Eichenprozessionsspinner

Giftraupen-Plage in Berlin: Live-Karte zeigt befallene Gebiete

Eine Berlinerin startete die erste interaktive Übersichts-Karte. Hier kann jeder sehen, wo die Nester des Eichenprozessionsspinners in Berlin lauern.

Author - Stefan Doerr
Teilen
Eichenprozessionsspinner-Befall an einer Eiche.
Eichenprozessionsspinner-Befall an einer Eiche.Philip Dulian/dpa

Der Eichenprozessionsspinner wird in Berlin zunehmend zur Plage. Die giftigen Raupen breiten sich rasant aus, Bezirke schlagen Alarm, ein Sommerfest des Familienzentrums Jungfernheide musste wegen der Tiere verschoben werden. Jetzt soll der Senat bei der Bekämpfung der haarigen Raupen helfen. Und mittendrin im Prozessionsspinner-Alarm steht eine Berlinerin, die kurzerhand selbst aktiv wurde.

Die erste Berlin-Karte zeigt befallene Gebiete

Seit wenigen Tagen betreibt Britta Wunderwald eine Live-Karte, auf der Berlinerinnen und Berliner Nester des Eichenprozessionsspinners melden können. Ehrenamtlich packte die 46-Jährige dieses Projekt an, wohlgemerkt. Auslöser war ein Besuch eines Schulfreundes ihres Sohnes, der plötzlich Symptome zeigte.

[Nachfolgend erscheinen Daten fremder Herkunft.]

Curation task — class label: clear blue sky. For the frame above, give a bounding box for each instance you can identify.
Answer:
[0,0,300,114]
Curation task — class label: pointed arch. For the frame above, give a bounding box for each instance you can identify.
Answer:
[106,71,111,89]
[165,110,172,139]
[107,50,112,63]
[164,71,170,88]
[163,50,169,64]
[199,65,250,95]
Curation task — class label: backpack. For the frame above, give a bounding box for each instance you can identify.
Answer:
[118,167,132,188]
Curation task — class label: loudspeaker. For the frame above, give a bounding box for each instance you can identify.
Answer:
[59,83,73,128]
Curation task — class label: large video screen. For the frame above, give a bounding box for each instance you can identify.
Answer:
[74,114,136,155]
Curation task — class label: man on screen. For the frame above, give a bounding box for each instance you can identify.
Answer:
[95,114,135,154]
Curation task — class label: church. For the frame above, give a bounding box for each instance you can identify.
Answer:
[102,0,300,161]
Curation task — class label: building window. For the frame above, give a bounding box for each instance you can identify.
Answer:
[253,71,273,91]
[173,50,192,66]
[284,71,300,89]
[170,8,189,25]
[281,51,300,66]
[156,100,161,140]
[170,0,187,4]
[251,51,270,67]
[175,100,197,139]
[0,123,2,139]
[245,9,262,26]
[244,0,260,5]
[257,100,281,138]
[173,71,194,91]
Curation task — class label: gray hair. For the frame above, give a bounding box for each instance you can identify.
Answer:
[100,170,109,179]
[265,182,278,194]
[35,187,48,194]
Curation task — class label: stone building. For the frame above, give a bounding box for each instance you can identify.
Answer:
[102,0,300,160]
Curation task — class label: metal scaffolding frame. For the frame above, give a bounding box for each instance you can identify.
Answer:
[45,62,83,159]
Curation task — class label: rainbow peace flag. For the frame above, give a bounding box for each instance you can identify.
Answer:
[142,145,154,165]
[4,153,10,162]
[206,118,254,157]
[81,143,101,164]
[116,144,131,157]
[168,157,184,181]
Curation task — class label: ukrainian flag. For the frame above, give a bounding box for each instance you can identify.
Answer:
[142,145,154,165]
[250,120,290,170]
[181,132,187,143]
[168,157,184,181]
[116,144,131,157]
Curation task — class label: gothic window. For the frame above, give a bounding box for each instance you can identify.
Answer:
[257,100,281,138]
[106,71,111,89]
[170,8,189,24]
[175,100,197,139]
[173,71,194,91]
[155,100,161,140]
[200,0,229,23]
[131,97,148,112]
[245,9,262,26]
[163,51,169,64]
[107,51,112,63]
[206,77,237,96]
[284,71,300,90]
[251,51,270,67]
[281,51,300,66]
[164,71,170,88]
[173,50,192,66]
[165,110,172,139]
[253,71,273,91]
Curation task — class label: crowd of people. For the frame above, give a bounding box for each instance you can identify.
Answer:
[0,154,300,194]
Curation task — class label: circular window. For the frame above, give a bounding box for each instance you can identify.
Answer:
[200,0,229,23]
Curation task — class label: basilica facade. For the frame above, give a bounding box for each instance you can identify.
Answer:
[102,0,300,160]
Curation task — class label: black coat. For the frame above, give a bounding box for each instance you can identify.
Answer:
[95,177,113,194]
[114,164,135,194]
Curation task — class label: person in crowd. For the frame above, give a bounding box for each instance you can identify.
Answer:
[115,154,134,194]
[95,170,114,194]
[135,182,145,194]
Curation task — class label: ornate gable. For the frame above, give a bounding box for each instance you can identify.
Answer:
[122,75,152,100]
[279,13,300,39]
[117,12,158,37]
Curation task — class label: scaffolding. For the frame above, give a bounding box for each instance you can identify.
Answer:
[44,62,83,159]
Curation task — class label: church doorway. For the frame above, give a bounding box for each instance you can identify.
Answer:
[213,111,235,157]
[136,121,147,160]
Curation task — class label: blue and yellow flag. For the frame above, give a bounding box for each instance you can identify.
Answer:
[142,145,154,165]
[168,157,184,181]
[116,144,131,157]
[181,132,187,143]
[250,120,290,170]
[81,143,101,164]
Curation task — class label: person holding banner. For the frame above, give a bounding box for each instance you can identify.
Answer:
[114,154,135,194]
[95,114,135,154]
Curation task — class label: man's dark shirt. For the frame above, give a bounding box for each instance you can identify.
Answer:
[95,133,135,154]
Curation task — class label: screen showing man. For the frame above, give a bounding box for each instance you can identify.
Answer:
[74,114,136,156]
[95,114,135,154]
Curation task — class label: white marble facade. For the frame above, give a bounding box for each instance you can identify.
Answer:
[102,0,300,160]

„Er tat mir so leid und ich wollte mich daraufhin informieren, wo die Tiere genau sind und wo es draußen noch sicher ist“, berichtet Britta Wunderwald dem Berliner KURIER. „Doch da stellte ich fest, dass es eine Übersicht für Berlin gar nicht gibt.“ Da war für Britta Wunderwald klar, dass sie das selbst in die Hand nehmen muss.

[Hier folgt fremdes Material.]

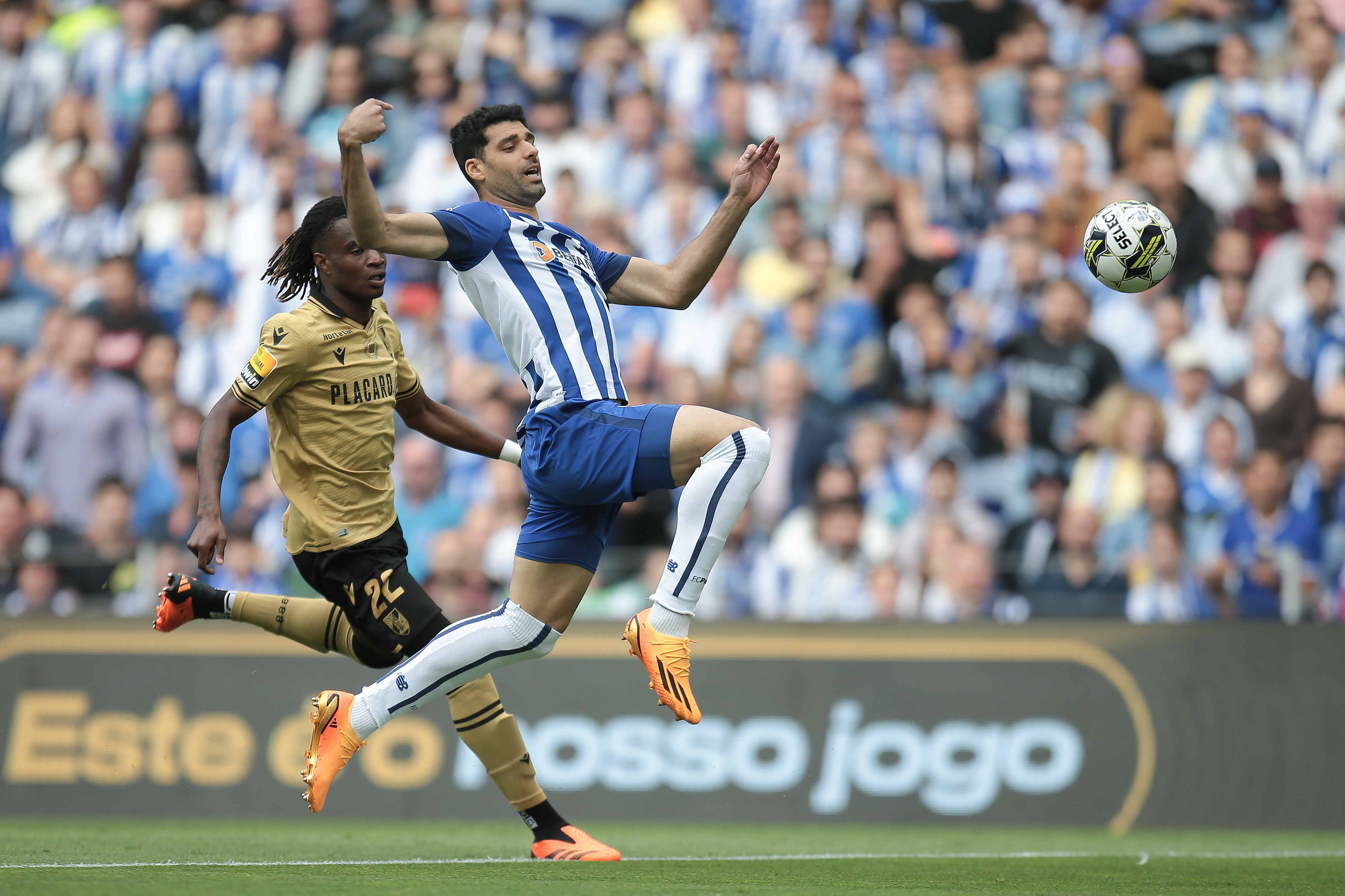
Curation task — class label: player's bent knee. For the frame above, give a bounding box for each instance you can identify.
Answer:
[738,424,771,464]
[526,629,560,659]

Auf der interaktiven Karte sind die befallenen Gebiete eingetragen.
Auf der interaktiven Karte sind die befallenen Gebiete eingetragen.Britta Wunderwald/Screenshot Berliner Kurier

1400 Meldungen von Raupen-Befall gemeldet

Mit Unterstützung von Künstlicher Intelligenz (KI) baute sie mit größtenteils KI-generiertem Code eine Karte, die jeder nutzen kann. Ganz ohne Anmeldung und ohne Daten preisgeben zu müssen, wie die 46-Jährige betont. Per GPS lassen sich Nester metergenau eintragen, optional mit Zusatzinfos wie „in der Nähe eines Spielplatzes“, damit alle in der Nachbarschaft gewarnt sind. „Im Moment sind es um die 1400 Meldungen“, sagt die Kommunikationswirtin. Und es werden täglich mehr.

Die Karte zeigt, was viele ahnten! Im gesamten Stadtgebiet sind Punkte eingetragen. Einige Berliner Hotspots sind sogar massiv betroffen. Besonders die Hasenheide in Neukölln, der Volkspark Wuhlheide, Siemensstadt in Spandau, der Schlosspark Schönhausen in Pankow und die Jungfernheide in Charlottenburg. Tempelhof-Schöneberg zählt rund 6000 Eichen, leider ein Paradies für die Raupen.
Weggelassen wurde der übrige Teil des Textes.